IncanTo. Torino città di prestigio è realizzato da il Circolo dei lettori, Regione Piemonte, Città di Torino, Teatro Regio, in collaborazione con Circolo Amici della Magia di Torino, Arte Brachetti; main sponsor Galup, Banca Generali; sponsor Centro Gioco Educativo, Sisvel Technology, Teleweb; la via della Magia è realizzata grazie al contributo di Caffè Vergnano, Guido Gobino e Pastificio Defilippis; partner tecnici Calabrese Autogru, il Catering.net, Mirafiori Motor Village, Quarta Rete. Si ringrazia Starhotel Majestic.
IncanTo fa parte del programma A Torino un Natale coi fiocchi della Città di Torino realizzato grazie al contributo di Iren Energia, Fondazione CRT e Camera di Commercio, Industria e Artigianato di Torino.
Tra leggende e verità storiche, il rapporto tra la città e la magia incuriosisce anche i più scettici: Torino è la capitale indiscussa dell’illusionismo. Qui è nato Bartolomeo Bosco, il più importante prestigiatore di tutti i tempi che nell’ottocento ha incantato le corti d’Europa; sempre qui hanno mosso i primi passi artistici personaggi del calibro di Arturo Brachetti, Alexander, Marco Berry e oggi il giovane Luca Bono; a Torino infine ha sede il Circolo Amici della Magia (CADM), una delle associazioni magiche più attive al mondo. Il CADM ha mantenuto il primato anche nei tempi più recenti affermandosi come una vera e propria fucina di talenti illusionistici.
Partendo da questi elementi, la rassegna IncanTo esplora il complesso e suggestivo legame che unisce Torino e il suo territorio alla magia, raccontandone gli aspetti storici, scientifici, le curiosità, senza rinunciare a incantare il pubblico.

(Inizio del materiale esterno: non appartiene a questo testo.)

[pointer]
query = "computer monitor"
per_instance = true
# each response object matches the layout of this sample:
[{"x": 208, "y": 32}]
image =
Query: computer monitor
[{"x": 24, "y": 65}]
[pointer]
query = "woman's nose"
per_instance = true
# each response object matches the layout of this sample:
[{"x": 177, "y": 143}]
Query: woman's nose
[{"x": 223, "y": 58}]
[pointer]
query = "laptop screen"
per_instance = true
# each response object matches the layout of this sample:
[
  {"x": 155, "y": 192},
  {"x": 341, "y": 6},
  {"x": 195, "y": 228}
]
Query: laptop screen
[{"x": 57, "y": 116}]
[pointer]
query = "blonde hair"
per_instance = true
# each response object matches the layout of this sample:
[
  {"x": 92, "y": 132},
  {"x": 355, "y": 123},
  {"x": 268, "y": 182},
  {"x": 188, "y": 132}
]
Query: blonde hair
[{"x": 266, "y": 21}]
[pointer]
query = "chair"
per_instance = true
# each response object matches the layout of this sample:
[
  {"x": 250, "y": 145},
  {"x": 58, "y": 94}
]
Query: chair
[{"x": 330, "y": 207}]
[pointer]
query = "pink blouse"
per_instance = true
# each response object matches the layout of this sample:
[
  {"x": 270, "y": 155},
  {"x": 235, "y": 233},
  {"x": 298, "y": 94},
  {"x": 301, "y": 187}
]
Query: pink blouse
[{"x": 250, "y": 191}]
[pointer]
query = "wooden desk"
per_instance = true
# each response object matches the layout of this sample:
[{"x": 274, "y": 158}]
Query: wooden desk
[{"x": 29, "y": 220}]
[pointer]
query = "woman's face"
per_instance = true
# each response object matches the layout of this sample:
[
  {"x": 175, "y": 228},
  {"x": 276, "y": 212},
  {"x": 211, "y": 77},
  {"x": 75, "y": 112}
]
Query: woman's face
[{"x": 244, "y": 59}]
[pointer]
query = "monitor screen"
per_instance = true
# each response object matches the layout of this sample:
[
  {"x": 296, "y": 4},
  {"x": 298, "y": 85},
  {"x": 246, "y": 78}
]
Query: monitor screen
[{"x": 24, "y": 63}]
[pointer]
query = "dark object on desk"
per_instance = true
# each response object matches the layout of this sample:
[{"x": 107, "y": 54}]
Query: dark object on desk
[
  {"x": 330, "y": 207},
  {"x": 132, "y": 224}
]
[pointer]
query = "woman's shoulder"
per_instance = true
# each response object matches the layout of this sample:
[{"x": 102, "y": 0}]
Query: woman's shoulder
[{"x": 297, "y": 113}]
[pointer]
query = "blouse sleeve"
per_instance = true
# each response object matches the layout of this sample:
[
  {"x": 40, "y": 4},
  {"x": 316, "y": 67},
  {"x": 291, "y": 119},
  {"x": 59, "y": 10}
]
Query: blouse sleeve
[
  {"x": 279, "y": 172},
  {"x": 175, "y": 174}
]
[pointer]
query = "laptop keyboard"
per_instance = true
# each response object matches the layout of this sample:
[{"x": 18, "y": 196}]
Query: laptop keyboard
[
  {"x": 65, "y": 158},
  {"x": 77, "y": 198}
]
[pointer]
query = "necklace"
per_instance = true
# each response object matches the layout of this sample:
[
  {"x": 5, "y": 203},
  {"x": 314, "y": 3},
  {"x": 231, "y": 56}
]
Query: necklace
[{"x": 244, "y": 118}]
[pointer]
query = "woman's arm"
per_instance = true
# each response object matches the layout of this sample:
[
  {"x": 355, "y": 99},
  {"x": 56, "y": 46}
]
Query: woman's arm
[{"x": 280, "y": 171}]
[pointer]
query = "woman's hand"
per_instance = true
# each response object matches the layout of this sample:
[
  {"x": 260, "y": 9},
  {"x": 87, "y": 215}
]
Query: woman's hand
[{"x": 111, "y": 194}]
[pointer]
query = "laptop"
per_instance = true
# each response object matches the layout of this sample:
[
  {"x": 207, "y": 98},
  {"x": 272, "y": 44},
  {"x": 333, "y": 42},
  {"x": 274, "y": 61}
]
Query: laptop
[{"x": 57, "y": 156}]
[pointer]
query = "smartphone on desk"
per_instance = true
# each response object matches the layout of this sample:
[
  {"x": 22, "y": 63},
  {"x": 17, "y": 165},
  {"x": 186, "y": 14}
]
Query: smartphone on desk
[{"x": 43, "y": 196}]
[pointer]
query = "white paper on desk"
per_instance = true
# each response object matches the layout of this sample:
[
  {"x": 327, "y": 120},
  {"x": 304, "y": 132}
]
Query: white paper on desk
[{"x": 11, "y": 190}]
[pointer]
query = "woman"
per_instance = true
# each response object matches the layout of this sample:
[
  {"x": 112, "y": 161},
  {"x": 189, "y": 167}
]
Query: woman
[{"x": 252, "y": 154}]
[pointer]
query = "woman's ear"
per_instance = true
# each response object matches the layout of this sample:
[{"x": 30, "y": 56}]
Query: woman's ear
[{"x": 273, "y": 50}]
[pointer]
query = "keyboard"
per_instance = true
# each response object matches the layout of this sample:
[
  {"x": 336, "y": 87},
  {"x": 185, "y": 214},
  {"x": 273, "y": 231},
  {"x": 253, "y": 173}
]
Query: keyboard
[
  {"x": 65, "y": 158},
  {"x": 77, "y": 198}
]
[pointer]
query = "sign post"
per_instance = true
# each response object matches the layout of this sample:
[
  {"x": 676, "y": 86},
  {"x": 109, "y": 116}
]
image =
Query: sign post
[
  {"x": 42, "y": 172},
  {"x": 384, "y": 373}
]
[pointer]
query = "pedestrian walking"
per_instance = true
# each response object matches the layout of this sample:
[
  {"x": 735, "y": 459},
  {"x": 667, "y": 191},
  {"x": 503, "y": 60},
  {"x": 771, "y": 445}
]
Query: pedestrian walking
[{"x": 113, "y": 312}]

“Con IncanTo. Torino Città di prestigio il Circolo dei lettori – dichiara l’Assessore alla cultura della Regione Piemonte Michele Coppola - si conferma motore culturale capace di aggregare diversi soggetti, pubblici e privati, del nostro territorio per costruire un programma di eventi e appuntamenti, questa volta nel segno della magia e dell’illusionismo, aperto a tutti: grandi, piccini, appassionati, curiosi e studiosi".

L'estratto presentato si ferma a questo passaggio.